Un des aspects du développement durable est indégnablement l'innovation.

Il y a les fondamentaux, puis les spécialisations qui se dessinent : l'eco-design, le bio, le conseil, l'éco-communication, la normalisation etc... Tout cela forme un ensemble et se regroupent sous l'égide du développement durable. On retrouve alors au sein d'un même secteur d'activité un certain nombre de métiers qui avancent côte à côte et qui ont chacun leur spécificité. Une boîte tournée vers la mise en conformité et la normalisation a intérêt à être particulièrement pointue en droit, celle axée sur l'eco-design, a priori, aura des prédisposition en dessin ou en du moins en conception et ainsi de suite.

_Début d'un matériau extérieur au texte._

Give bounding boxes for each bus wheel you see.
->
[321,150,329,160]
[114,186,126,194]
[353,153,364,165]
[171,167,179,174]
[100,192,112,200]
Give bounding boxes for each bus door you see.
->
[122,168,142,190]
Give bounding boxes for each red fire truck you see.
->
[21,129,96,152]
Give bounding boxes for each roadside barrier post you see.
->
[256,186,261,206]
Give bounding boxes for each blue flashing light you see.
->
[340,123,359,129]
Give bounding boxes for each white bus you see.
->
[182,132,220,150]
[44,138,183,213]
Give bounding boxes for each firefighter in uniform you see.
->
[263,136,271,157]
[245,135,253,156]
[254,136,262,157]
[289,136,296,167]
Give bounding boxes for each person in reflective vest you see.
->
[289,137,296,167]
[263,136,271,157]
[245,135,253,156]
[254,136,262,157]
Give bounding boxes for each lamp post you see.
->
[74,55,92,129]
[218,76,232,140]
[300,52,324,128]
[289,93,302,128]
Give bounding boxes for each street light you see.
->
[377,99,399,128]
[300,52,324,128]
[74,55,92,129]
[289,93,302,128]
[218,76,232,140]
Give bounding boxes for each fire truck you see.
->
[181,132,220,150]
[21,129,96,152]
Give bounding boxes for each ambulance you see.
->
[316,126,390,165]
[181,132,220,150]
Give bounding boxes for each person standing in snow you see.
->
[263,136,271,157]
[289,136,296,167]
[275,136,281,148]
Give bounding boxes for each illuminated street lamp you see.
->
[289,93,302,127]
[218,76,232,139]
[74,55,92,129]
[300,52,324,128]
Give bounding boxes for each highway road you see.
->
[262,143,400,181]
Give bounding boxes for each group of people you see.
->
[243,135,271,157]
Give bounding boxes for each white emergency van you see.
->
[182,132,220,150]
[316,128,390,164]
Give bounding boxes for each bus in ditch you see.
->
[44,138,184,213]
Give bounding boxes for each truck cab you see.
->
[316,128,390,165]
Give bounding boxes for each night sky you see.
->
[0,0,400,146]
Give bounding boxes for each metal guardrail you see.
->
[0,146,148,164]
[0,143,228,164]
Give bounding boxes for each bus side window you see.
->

Mais il y a une chose qui nous est commune, c'est la créativité.
Il est impossible d'aborder le développement durable avec rigidité. Ne serait-ce qu'au regard de ce qu'il est!
Le dévelopement durable, c'est anticiper, chercher et trouver des solutions à des problématiques économiques, environnementales et humaines.
Encore récent et relativement vaste, cet univers dispose d'un champs d'action et d'expression largement ouvert laissant place à des réflexions toujours plus créatives les unes que les autres.

Et ça, c'est une des richesses de cette activité qui me passionne!


De plus, l'innovation et la créativité sont facteurs de perfomances et de différenciation.
Moteurs de réussite intrinsèques au développement durable, je ne vois pas comment l'on peut aborder un aspect de ce domaine sans une once de créativité et d'audace.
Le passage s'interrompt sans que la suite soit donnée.